第19回 『デッドリー・フレンド』
- 『デッドリー・フレンド』
原題『Deadly Friend』
1986年・アメリカ・91分
監督/ウェス・クレイヴン
脚本/ブルース・ジョエル・ラビン
出演/マシュー・ラボートー、クリスティ・スワンソンほか
※ビデオ廃盤
ホラー映画の巨匠、ウェス・クレイヴン監督の隠れた佳作『デッドリー・フレンド』。この作品は『エルム街の悪夢』(84年)が大ヒットした後の1986年に日本でも劇場公開されながら、あまり話題に上ることもなく、ホラー関係本でもほとんど記述が見つからない「忘れられた作品」だ。しかしアメリカではリメイクが進行中らしいので、日本のホラーファンの皆さんも知っておいて損はなかろう。
この作品の肝は、衝撃のラストシーンに集約されているといっても過言ではない。現時点で日本盤DVDは発売されていないが、これから米国盤を輸入して鑑賞するつもりなら、オチは絶対に読まないで(笑)。まあ「衝撃のラスト」といっても、様々な作品が出尽くした現在と違って、あくまでも「80年代時点での」ということなので。
15歳のポールは、米国一の医療工学大学で研究助手を務めている天才少年。ちなみに、1990年にTBS『水曜ロードショー』で放送された時の吹き替えは、かつて天才子役と呼ばれた坂上忍(当時23歳)。ポールが趣味で作ったロボット「BB」は遠隔操作ではなく、プログラミングされた人工頭脳で勝手に判断して動く。車上荒らしを退散させ、ポールに絡んだ不良はブチのめし、庭の芝刈りまでしてしまうと、お掃除ロボット「ル○バ」の100倍便利。同年公開のヒット作『ショート・サーキット』に登場するロボット「ジョニー5」に激似だけど(苦笑)。
ある日ポールとBBは、隣家の少女サマンサ達とバスケをやっていて、近所で評判のキ○ガイババアの敷地内にボールを入れてしまう。ババアはボールを返さないどころか、取り返しに来たBBをライフルで撃ってメチャメチャに壊してしまう(涙)。不幸は続く。サマンサは、奥さんに逃げられアル中になった父親によって日常的な虐待を受けていたが、悪酔いしたクソオヤジに2階から突き落され脳死状態に。
ここで、BBもガールフレンドも失ったポールが暴挙に出る。病院内に侵入し、保管していたBBのバッテリー内蔵電子頭脳を「心臓のペースメーカーと同じ原理」とサマンサの脳に埋め込む。リモコンで電源オンすると目をパチッと開け、オフにすると目を閉じ脱力するサマンサ。電気人形となったサマンサを家に持ち帰るポール。
やがて「死体が消えた」と町は大騒ぎ。ここから後半はBBの能力を宿したサマンサが復讐モンスターとなって大暴れ。まずサマンサは父親を襲う。死んだはずの娘を見て慄く親父の指や手首や首をベキベキへし折り、仕上げは暖炉に突っ込み焼却。お次はババア。ダン、ダン、とバウンドしてババアの部屋に転がってくるポールのバスケットボールに続いて登場するという、セルフ演出が粋なサマンサ。サマンサがババア目がけてボールを投げつけると、ボールは顔面に当たり頭部がパカーンッとスイカのように砕け散る(ええ?)。首なしババアの体が部屋の中を右往左往(笑)。
あっという間に大騒動となり、ポールの家の納屋に逃げ込んだサマンサは、ポールの顔を見て少女の記憶が蘇る。

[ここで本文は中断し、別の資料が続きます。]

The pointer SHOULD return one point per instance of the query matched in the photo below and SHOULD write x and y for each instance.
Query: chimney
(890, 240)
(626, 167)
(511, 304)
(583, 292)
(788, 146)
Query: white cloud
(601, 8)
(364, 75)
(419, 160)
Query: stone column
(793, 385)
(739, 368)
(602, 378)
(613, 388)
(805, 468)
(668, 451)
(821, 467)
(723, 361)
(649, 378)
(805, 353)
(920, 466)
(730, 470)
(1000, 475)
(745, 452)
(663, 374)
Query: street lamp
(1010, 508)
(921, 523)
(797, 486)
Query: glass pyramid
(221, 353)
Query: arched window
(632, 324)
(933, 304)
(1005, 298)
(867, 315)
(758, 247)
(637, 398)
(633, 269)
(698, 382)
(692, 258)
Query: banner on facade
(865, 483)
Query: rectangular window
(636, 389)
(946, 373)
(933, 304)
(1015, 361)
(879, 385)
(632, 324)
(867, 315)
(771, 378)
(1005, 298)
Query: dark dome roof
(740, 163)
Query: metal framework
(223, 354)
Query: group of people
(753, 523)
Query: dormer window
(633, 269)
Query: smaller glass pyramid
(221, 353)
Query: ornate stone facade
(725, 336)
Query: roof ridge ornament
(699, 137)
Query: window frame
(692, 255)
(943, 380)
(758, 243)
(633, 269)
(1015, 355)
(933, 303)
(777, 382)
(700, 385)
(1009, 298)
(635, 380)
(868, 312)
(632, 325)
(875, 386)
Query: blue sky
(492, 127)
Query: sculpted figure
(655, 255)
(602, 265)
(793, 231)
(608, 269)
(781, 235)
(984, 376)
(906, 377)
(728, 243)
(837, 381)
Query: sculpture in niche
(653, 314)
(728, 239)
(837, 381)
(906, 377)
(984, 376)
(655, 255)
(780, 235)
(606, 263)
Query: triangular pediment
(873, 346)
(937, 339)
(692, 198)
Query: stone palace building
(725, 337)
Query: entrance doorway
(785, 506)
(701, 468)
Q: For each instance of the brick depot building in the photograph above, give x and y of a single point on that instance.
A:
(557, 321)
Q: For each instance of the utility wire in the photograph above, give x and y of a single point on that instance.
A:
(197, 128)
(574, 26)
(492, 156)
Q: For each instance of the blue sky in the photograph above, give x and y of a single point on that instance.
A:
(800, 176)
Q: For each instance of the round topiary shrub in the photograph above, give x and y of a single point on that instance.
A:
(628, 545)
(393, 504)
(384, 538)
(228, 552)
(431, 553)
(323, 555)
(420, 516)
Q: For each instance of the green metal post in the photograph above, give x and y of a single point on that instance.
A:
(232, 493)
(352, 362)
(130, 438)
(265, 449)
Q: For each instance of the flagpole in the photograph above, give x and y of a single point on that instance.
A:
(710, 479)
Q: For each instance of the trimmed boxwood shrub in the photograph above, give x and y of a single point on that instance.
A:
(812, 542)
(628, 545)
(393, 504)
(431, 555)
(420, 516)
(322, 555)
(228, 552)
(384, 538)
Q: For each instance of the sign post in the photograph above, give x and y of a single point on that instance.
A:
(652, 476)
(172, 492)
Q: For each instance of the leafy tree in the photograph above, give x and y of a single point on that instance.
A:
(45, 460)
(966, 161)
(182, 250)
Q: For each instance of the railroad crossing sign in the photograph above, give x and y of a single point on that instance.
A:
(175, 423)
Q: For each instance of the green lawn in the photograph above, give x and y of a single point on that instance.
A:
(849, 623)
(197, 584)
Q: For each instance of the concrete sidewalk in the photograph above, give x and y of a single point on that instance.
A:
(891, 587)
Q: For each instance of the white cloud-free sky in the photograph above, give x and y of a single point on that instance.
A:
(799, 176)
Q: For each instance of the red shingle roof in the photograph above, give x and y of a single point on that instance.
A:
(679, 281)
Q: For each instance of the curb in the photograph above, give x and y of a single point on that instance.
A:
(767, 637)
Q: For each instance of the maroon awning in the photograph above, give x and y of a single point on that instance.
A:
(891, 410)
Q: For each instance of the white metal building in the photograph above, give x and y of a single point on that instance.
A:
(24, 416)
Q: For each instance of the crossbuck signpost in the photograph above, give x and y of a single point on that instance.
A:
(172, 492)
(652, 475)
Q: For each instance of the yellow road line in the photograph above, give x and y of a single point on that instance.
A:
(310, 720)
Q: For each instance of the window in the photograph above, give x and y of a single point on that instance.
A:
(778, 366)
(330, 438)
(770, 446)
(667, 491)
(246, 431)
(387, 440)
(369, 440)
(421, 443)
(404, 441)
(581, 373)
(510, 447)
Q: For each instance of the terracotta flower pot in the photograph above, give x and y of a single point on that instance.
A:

だが時すでに遅く、警官隊に包囲され観念したサマンサは、ホールドアップを無視して警官に突進! わざと撃たれ、ポールの腕の中で最期を迎える薄倖の美少女......が、ここで物語は終わらない(ネタバレ注意)。
天才と狂人は紙一重なのか、ポールは、またもサマンサの遺体を盗もうと病院に忍び込む。ポールがサマンサの顔を見つめていると、突然彼女の両手がポールの首をガシッ! すると、みるみるサマンサの顔や腕の皮が剥がれていき、中から何かが現れてくる。機械だ! 現れたのは『タイガーマスク』の覆面ワールドリーグ戦に出場したゴールデンマスク(知らない人はゴメン。それしか表現しようがない)のような、口の中にギザギザした歯が並んだ黄色い金属フェイス。両目はBBだ。BBの声で「ポール、私ト一緒ニ来テ」。ポール「ノ~!」......ベキッ(首の折れる音)。
ちなみに、人と無機物の恋をテーマにした代表作に『マネキン』があるが、サマンサを演じたクリスティ・スワンソンはその後、1991年に『マネキン2』でマネキンに扮する。はたして『デッドリー・フレンド』でのキャリアが役に立ったのであろうか。